Since the first IVF birth occurred in 1978, more than 8 million babies have been born worldwide as a result of this assisted reproductive technology [19, 20]. In spite of its great clinical success, IVF is always accompanied by the abnormal polyspermy because of the dispermic oocyte penetration resulting in tripronuclear (3PN) oocytes [21, 22]. The prevention and elimination of polyspermic oocytes are critical as it has been known that significantly higher spontaneous abortions and embryonic death are expected from the transfer of triploid zygotes [23]. Post-fertilization modification of egg envelope is an evolutionarily conserved phenomenon to block polyspermy across species. This process is mediated by the exocytosis of cortical granules, an oocyte-specific secretory organelle located in the cortex of unfertilized oocytes in many invertebrates and vertebrates [24]. In fishes, cortical granule enzymes alveolin and transglutaminase have been found to function in tandem in the hardening of the egg coat [25]. In mice, ovastacin confers a transient, post-fertilization block to sperm penetration, which permits a temporal window to complete the cleavage of ZP2 to block sperm binding [26]. However, depletion of ovastacin in oocytes did not affect the expression and localization dynamics of Tgm2 (Fig. S13), suggesting that these two molecules function independently in the prevention of polyspermy. Therefore, block to sperm penetration triggered by fertilization is a process that involves multiple molecules including Tgm2, ovastacin, and other unknown ones.

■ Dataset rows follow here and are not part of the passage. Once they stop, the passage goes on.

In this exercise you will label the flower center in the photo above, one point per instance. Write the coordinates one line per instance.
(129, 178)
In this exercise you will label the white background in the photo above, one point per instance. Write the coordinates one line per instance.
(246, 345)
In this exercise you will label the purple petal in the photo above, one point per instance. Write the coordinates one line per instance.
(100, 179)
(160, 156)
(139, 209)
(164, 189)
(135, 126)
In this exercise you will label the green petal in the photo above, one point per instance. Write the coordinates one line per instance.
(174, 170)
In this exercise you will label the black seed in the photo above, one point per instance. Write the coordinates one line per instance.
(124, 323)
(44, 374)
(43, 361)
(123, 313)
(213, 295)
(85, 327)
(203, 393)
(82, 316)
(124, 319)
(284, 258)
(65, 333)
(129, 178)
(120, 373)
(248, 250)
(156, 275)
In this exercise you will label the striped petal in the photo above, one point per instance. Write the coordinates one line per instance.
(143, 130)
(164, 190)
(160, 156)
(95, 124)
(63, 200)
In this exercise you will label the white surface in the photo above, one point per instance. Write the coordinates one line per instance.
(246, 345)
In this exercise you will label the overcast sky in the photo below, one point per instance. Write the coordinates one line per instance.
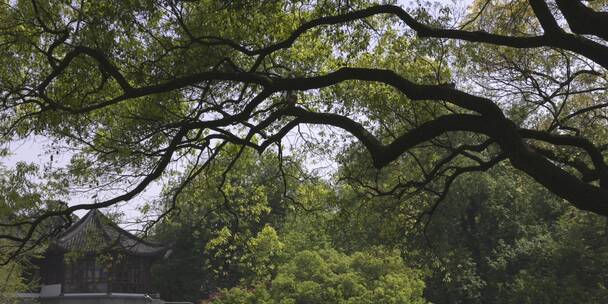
(31, 150)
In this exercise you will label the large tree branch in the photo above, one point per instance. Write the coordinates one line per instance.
(584, 20)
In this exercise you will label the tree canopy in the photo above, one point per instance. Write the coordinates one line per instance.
(418, 95)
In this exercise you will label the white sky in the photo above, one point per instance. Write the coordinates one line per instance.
(32, 150)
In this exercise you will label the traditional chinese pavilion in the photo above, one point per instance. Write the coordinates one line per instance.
(96, 261)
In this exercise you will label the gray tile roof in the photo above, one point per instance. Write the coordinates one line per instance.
(96, 232)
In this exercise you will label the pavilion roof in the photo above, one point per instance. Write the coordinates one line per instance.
(96, 232)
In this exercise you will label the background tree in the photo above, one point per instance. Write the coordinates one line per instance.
(132, 88)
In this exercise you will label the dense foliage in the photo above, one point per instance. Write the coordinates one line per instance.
(300, 144)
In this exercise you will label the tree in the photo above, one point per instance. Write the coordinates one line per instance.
(223, 234)
(132, 87)
(327, 276)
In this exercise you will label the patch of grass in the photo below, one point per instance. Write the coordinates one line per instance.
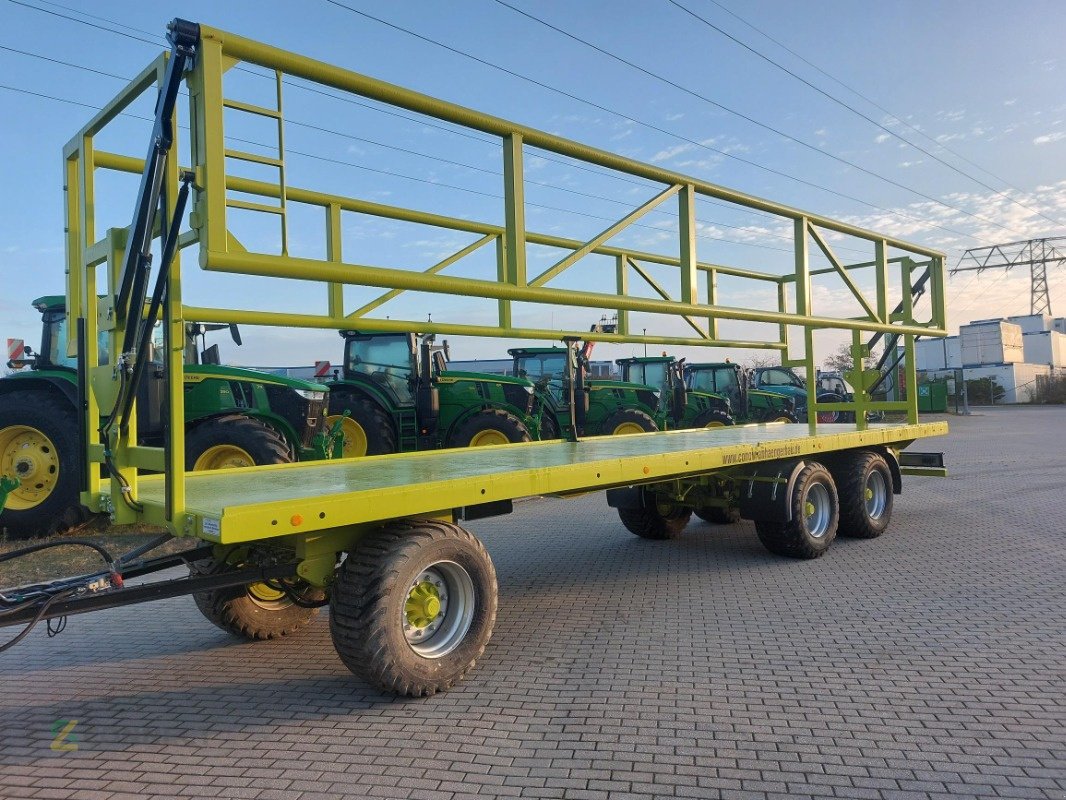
(59, 562)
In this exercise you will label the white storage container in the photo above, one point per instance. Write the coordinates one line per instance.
(991, 342)
(1032, 322)
(1048, 348)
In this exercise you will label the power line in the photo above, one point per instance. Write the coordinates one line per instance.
(415, 178)
(741, 115)
(451, 162)
(857, 93)
(854, 110)
(894, 212)
(652, 126)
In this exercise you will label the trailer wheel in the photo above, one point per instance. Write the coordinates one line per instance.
(38, 445)
(816, 512)
(865, 484)
(491, 427)
(629, 420)
(258, 611)
(659, 521)
(366, 431)
(414, 606)
(233, 441)
(719, 515)
(713, 418)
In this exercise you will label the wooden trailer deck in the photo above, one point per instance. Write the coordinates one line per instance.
(230, 506)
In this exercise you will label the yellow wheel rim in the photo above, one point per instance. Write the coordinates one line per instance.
(423, 605)
(355, 437)
(30, 456)
(269, 597)
(491, 436)
(223, 457)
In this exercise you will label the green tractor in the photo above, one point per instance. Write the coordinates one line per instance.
(679, 405)
(396, 394)
(233, 418)
(600, 408)
(733, 383)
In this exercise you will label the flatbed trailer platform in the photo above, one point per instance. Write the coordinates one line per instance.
(412, 594)
(247, 505)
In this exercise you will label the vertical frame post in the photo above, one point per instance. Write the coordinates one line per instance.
(687, 229)
(803, 308)
(334, 253)
(622, 285)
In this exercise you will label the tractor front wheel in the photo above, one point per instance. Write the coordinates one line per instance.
(367, 430)
(414, 606)
(233, 441)
(38, 446)
(493, 427)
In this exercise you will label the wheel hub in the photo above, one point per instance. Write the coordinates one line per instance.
(425, 606)
(29, 456)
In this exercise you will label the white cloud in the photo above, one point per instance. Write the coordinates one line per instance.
(1049, 138)
(671, 153)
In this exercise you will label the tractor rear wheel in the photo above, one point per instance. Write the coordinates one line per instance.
(713, 418)
(233, 441)
(38, 446)
(491, 427)
(257, 611)
(865, 484)
(629, 420)
(367, 430)
(414, 606)
(814, 511)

Zinc-enriched vesicles in the M II egg are released as zinc sparks following fertilization to modify the structure and function of the ZP for prevention of polyspermy [27, 28]. However, it has been reported that Zn²⁺ at physiological concentrations reversibly inhibits Tgm2 activation by competing with Ca²⁺ in vitro [29, 30]. Hypothetically, low levels of Zn²⁺ in vivo facilitate Ca²⁺-activation of Tgm2 [29]. These complicated facts suggest that an unknown mechanism might exist in oocytes to protect Tgm2 from exposure to high levels of Zn²⁺ during fertilization.

In summary, our current findings provide genetic, cellular, and biochemical evidence revealing that Tgm2 crosslinks ZP3 to bring about the ZP hardening after fertilization, ensuring the post-fertilization block to the sperm penetration through ZP and polyspermy in mice (Fig. 7). We uncover a novel molecular mechanism and a potential target for the prevention of polyspermy in addition to the known membrane and zona blocks in mammals.

Fig. 7: Working model for the function of Tgm2 in the prevention of polyspermy.

In WT oocytes, Tgm2 is exocytosed to the zona matrix triggered by fertilization and crosslinks ZP3 to result in the ZP hardening, thereby preventing additional sperm penetration through ZP and polyspermy. By contrast, in oocytes ablated of Tgm2, additional sperm continue to penetrate ZP after fertilization, which increases the number of sperm present in the perivitelline space and the occurrence of polyploid embryos.